In the end, the final contestants were Claire Noelle, Claire Marie, Claire Elisabeth, and Claire Annelise.  Claire Marie was the obvious choice – it’s every female in my family’s middle name, my maternal grandmother’s first name, la la la.  But I just don’t like it (I can say that, right, since it’s my own middle name?).  Maybe because of “Lisa Marie” Presley.   I think Mark favored Claire Elisabeth but when my other friend Sarah insisted that it’s still pronounced with a “z” (“EliZabeth”), confirmed:  That spelling is too confusing and not satisfying.  I also sort of wanted to play up the more feminine, whimsical side of Claire, and the name “Elisabeth” is still pretty traditional and slightly heavy, even with the “s.”

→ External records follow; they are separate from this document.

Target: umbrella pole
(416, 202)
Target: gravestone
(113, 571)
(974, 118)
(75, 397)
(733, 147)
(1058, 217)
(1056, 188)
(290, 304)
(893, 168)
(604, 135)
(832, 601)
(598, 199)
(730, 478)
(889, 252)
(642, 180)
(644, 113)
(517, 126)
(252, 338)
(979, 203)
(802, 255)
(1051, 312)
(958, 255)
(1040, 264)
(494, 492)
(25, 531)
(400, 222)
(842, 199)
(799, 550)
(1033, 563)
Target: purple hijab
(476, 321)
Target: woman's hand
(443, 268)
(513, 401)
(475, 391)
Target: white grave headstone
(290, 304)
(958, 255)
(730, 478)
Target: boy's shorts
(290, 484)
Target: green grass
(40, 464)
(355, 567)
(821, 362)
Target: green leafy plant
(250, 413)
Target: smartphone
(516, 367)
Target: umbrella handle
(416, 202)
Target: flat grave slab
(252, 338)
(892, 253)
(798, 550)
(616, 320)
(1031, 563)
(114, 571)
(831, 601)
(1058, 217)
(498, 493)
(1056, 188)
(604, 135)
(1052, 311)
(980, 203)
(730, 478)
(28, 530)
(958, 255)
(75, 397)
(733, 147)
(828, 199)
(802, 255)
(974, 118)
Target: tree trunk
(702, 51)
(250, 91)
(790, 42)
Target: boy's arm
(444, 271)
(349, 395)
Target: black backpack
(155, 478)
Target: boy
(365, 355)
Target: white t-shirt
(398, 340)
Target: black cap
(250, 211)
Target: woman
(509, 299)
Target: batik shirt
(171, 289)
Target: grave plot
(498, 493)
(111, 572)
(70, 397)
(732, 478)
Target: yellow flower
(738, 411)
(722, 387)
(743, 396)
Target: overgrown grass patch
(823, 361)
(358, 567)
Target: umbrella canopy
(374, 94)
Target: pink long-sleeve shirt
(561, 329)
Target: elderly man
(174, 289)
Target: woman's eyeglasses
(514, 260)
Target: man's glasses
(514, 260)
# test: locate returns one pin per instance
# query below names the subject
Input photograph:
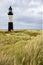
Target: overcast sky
(28, 14)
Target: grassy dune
(23, 47)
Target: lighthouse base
(10, 26)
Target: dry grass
(23, 47)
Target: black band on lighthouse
(10, 26)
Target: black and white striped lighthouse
(10, 17)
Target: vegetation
(23, 47)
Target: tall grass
(21, 48)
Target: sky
(28, 14)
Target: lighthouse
(10, 19)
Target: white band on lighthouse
(10, 18)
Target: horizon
(28, 14)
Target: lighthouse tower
(10, 17)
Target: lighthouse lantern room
(10, 17)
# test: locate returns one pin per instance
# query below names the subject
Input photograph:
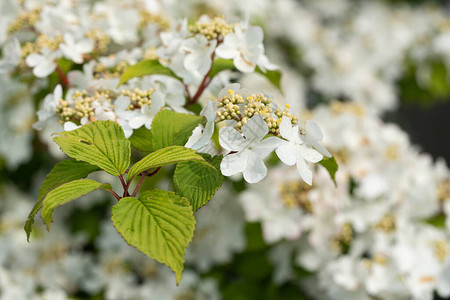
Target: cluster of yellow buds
(258, 104)
(295, 194)
(101, 40)
(229, 106)
(215, 28)
(386, 224)
(80, 106)
(42, 41)
(138, 97)
(25, 19)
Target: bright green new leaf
(437, 221)
(273, 76)
(65, 193)
(221, 64)
(142, 139)
(101, 143)
(64, 171)
(198, 182)
(173, 128)
(331, 165)
(160, 224)
(164, 157)
(146, 67)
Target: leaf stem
(125, 186)
(114, 194)
(62, 76)
(141, 180)
(205, 82)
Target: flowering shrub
(196, 132)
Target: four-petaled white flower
(43, 64)
(250, 149)
(148, 112)
(295, 151)
(312, 135)
(245, 47)
(199, 137)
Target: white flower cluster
(372, 236)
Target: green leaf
(65, 193)
(146, 67)
(101, 143)
(331, 165)
(160, 224)
(64, 171)
(273, 76)
(142, 139)
(221, 64)
(163, 157)
(437, 221)
(173, 128)
(197, 181)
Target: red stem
(65, 82)
(114, 194)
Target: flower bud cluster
(42, 41)
(146, 18)
(101, 40)
(83, 105)
(254, 105)
(25, 19)
(229, 106)
(80, 106)
(215, 28)
(138, 97)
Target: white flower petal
(266, 146)
(231, 139)
(234, 163)
(304, 171)
(224, 51)
(254, 35)
(309, 154)
(255, 170)
(286, 128)
(255, 129)
(313, 130)
(286, 153)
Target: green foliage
(163, 157)
(146, 67)
(142, 139)
(197, 181)
(172, 128)
(437, 221)
(435, 88)
(63, 172)
(331, 165)
(221, 64)
(65, 193)
(101, 143)
(160, 224)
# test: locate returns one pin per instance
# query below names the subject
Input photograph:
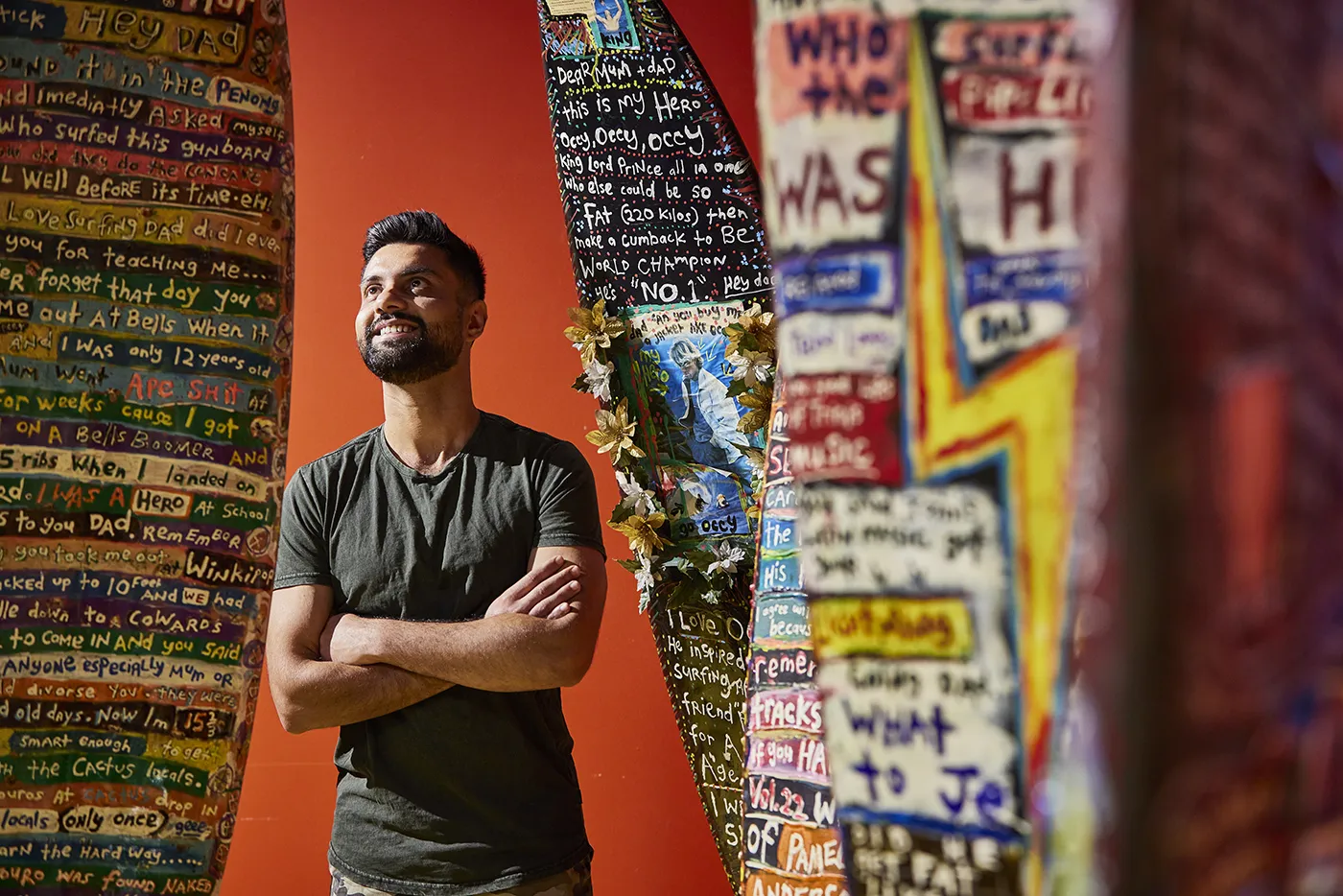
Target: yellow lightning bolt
(1024, 412)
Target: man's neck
(429, 423)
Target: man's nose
(389, 299)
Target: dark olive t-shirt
(469, 791)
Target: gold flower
(642, 532)
(614, 433)
(755, 328)
(758, 399)
(593, 329)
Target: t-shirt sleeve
(568, 513)
(304, 556)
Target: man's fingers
(553, 584)
(560, 611)
(546, 606)
(534, 578)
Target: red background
(440, 104)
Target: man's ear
(477, 316)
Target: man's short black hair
(426, 228)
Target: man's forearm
(313, 694)
(501, 653)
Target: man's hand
(348, 638)
(544, 593)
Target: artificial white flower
(728, 559)
(755, 366)
(645, 578)
(598, 376)
(630, 488)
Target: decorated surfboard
(145, 324)
(791, 838)
(923, 204)
(674, 332)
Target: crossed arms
(335, 671)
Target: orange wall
(439, 104)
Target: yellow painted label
(895, 627)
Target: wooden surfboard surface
(147, 204)
(662, 208)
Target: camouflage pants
(575, 882)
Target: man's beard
(409, 360)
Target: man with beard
(439, 579)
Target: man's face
(410, 322)
(689, 365)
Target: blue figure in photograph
(711, 416)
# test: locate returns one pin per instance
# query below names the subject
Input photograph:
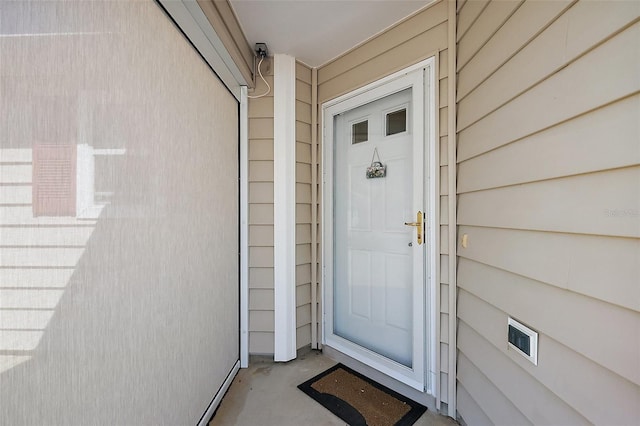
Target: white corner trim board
(204, 420)
(244, 228)
(284, 209)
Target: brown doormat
(359, 401)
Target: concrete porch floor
(266, 394)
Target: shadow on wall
(108, 255)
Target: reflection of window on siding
(54, 180)
(95, 179)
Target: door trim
(387, 85)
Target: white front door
(375, 254)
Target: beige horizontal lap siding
(303, 203)
(548, 190)
(417, 38)
(261, 278)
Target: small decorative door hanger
(376, 169)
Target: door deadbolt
(418, 225)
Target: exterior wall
(416, 38)
(303, 205)
(261, 272)
(548, 194)
(261, 278)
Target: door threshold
(423, 398)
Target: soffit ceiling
(316, 31)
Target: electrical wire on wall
(263, 79)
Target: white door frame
(425, 110)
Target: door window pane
(360, 132)
(396, 122)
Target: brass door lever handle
(418, 225)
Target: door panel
(373, 251)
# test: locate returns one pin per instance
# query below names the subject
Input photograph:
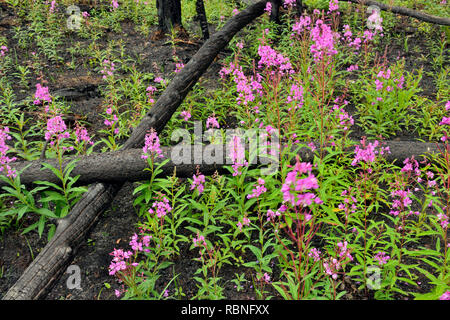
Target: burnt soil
(117, 224)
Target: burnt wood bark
(51, 262)
(126, 165)
(405, 12)
(169, 14)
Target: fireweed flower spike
(296, 187)
(198, 181)
(4, 159)
(152, 146)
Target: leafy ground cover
(347, 225)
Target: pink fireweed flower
(135, 244)
(443, 220)
(296, 189)
(272, 59)
(302, 24)
(296, 95)
(161, 208)
(152, 146)
(289, 4)
(446, 294)
(186, 115)
(52, 7)
(41, 95)
(199, 241)
(381, 257)
(258, 190)
(198, 181)
(353, 67)
(178, 67)
(323, 41)
(3, 51)
(272, 215)
(344, 252)
(236, 153)
(212, 122)
(333, 5)
(150, 91)
(81, 135)
(331, 267)
(315, 254)
(108, 69)
(4, 159)
(56, 127)
(245, 222)
(367, 153)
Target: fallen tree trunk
(50, 263)
(404, 12)
(127, 165)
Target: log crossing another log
(127, 165)
(51, 262)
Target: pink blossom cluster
(81, 135)
(236, 152)
(344, 251)
(347, 36)
(301, 25)
(296, 188)
(150, 91)
(152, 145)
(443, 220)
(119, 263)
(272, 215)
(381, 257)
(245, 222)
(323, 41)
(199, 241)
(289, 4)
(52, 7)
(212, 122)
(3, 51)
(41, 95)
(270, 58)
(446, 294)
(264, 278)
(296, 95)
(56, 128)
(186, 115)
(178, 67)
(114, 119)
(367, 153)
(315, 254)
(333, 6)
(345, 120)
(349, 205)
(198, 181)
(403, 201)
(332, 267)
(4, 159)
(161, 208)
(108, 68)
(258, 190)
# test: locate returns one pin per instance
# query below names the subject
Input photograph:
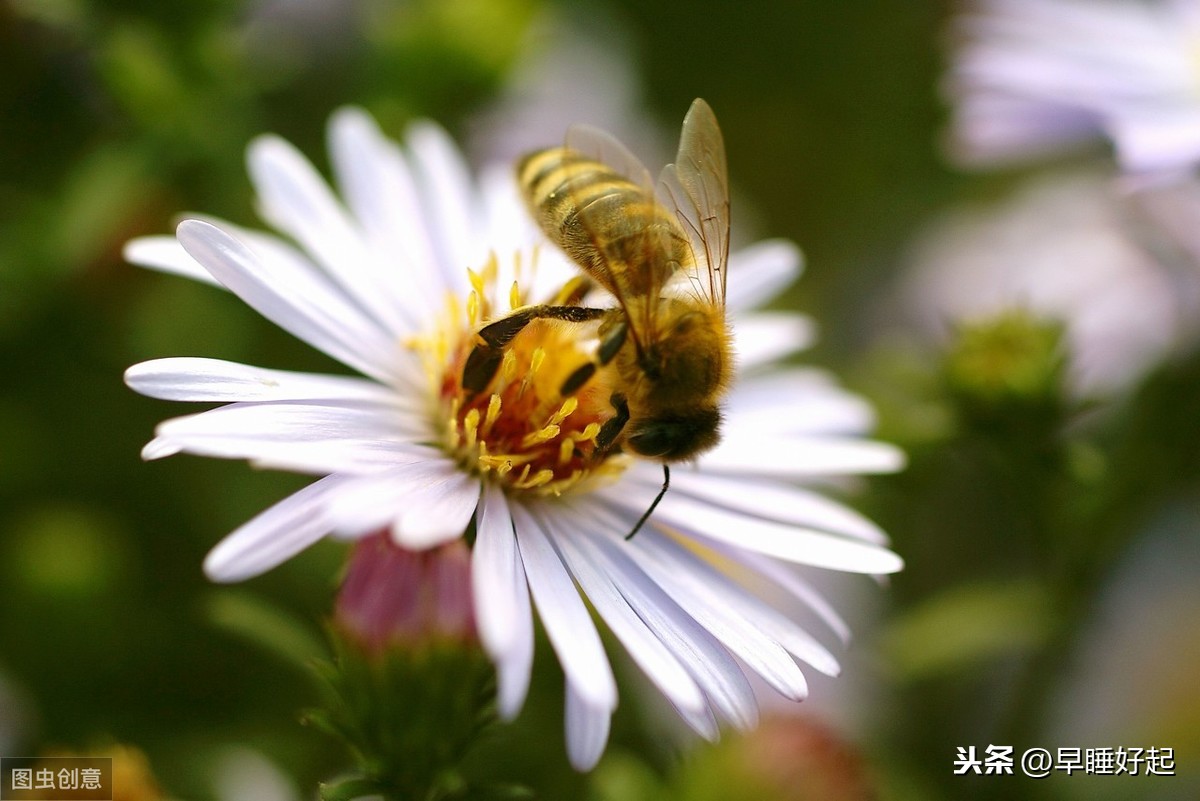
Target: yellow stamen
(539, 437)
(471, 426)
(564, 411)
(565, 450)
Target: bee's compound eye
(653, 440)
(676, 435)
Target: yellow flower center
(520, 431)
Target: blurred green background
(1024, 518)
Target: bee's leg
(485, 359)
(613, 426)
(609, 347)
(646, 515)
(573, 291)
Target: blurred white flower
(243, 774)
(1059, 247)
(569, 74)
(394, 283)
(1035, 76)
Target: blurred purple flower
(1031, 77)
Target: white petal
(295, 302)
(297, 200)
(712, 609)
(706, 660)
(763, 337)
(166, 254)
(448, 192)
(799, 457)
(564, 616)
(785, 577)
(655, 660)
(274, 536)
(765, 499)
(263, 431)
(587, 729)
(796, 401)
(215, 380)
(502, 601)
(381, 191)
(383, 498)
(437, 512)
(779, 540)
(743, 602)
(761, 271)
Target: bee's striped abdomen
(611, 227)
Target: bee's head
(675, 435)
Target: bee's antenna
(641, 521)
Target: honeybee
(663, 256)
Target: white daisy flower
(393, 279)
(1033, 76)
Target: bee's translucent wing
(697, 187)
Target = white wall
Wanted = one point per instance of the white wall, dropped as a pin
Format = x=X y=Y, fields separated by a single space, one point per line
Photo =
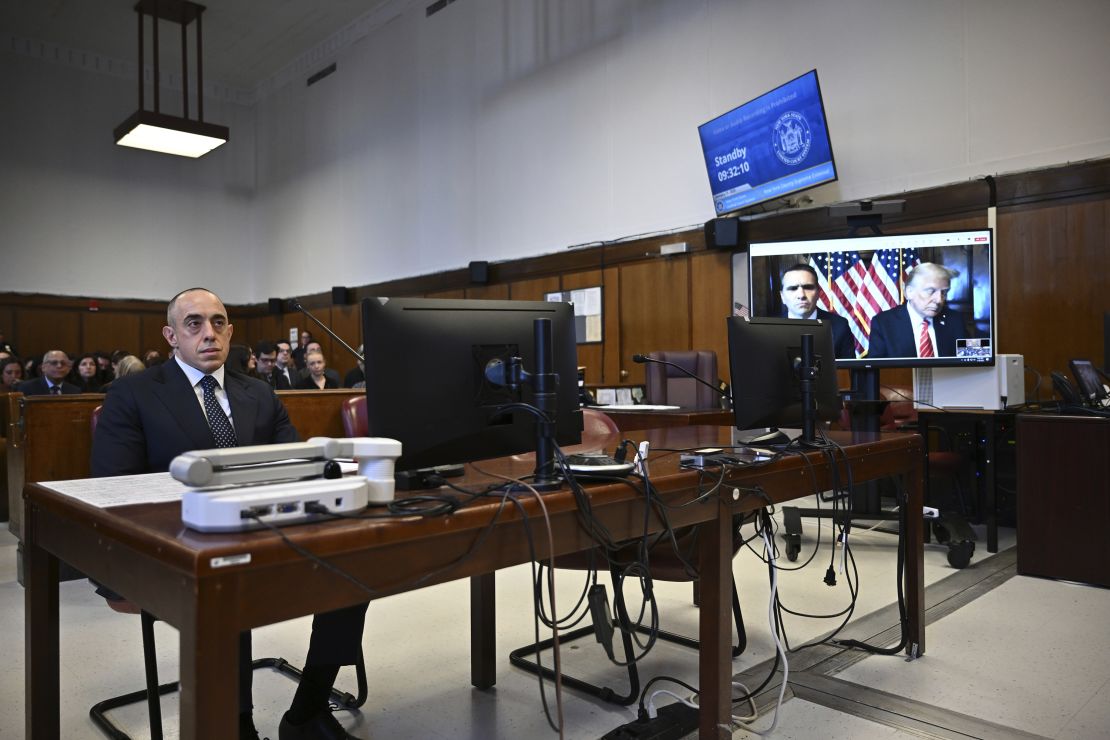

I do like when middle names are family names and while no other family names were really sounding great with Claire, it occurred to me that Annelise is sort of a compilation of other names.  We have two Nancy’s in the family (my MIL and my aunt) and the name Nancy is actually a varient of Anne.  Obviously Lise and Lisa are both variants of Elizabeth.  Claire’s oldest cousin is named Elise.  And her closest-in-age cousin’s name (Lisi) is itself a variant of Annelise.  Most significantly to me, the name Annelise has an “e-l-i-s” in it.  So it sort of incorporates my maiden name, which is also Matthew’s middle name.  Matthew Ellis and Claire Annelise.

In case that’s not enough pain-staking detail, more on spelling:  The most traditional spelling is Anneliese (German) – Ann Frank’s real name.  Annelise (Danish) came on the scene next and eventually the Americanized “Annalise.”  In thinking about the spelling, my friend Susan pointed out that the “e” would tend to be a more delicate pronunciation that the “a.”  It’s such a subtle difference but she’s definitely right, and we wanted delicate – again, trying not to overpower “Claire.”  So “e” it was.  We then chose the “-ese” ending over the “-iese” ending because we want it pronounced “ees” not “eez.”  Hopefully it goes without saying that the “Anne” is pronounced as such (not “Ahn”).

And so there you have it.  Chapter 1 of my baby girl’s story.  Now we’re just waiting to meet her.  And I am so glad we found out it’s her.  While I’m sure the joys of meeting and raising her will, as they have been with Matthew, be beyond compare, I would not have wanted to miss out on this very special “advent season.”